Elsewhere in the interview, Finney responded to the ongoing backlash from bigots over a trans person featuring in the new Doctor Who episodes. New data has revealed that over 140 people filed anti-trans complaints to the BBC, while transphobes review-bombed the episode on Rotten Tomatoes.
“When I read comments saying, ‘Oh you were terrible and also you’re a man’, it just makes me realise that they don’t actually care about the show. There’s always been queer characters throughout the universe,” Finney wisely commented.
She added that she needs “tough skin” to face more anger in the future when she steps into non trans-specfic roles.

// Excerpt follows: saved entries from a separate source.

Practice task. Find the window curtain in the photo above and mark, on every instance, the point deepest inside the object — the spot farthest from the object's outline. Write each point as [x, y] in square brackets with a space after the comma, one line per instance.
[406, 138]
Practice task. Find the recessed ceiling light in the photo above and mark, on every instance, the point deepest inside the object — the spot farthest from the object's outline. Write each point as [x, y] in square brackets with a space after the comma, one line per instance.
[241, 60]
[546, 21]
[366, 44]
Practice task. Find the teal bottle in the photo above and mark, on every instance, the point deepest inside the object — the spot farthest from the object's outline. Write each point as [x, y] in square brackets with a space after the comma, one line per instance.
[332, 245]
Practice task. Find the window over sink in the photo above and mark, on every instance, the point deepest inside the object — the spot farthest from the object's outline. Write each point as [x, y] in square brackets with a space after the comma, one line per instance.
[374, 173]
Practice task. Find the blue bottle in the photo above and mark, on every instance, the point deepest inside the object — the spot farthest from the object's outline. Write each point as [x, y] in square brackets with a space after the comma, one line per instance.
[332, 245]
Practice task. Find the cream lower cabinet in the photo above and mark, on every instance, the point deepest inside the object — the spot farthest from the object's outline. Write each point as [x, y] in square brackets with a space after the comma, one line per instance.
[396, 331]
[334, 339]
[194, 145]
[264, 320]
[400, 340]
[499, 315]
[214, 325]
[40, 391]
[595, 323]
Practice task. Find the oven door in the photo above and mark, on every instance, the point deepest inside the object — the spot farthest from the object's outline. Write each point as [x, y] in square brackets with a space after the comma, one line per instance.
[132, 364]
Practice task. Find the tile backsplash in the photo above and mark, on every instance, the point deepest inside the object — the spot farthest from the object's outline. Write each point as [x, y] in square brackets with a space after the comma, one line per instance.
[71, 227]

But Finney already seems incredibly comfortable in herself and ready to take on the world, sharing wise words for those who might also face abuse or trolling.
“When you put yourself first, any other comment made by a relative or a family member or a friend, best friend, complete stranger off the streets – you really won’t care,” she concluded.
This is not the end of Rose’s story on the show. Russell T Davies (one of Finney’s biggest champions) recently confirmed Rose would appear in future episodes opposite Gatwa.
“She’s absolutely terrific, and she has more appearances to come, simply because I adore working with her,” Davies told Entertainment Weekly.
Doctor Who returns with the Christmas special “The Church on Ruby Road” at 5:55pm on BBC One and BBC iPlayer. It will stream globally on Disney+.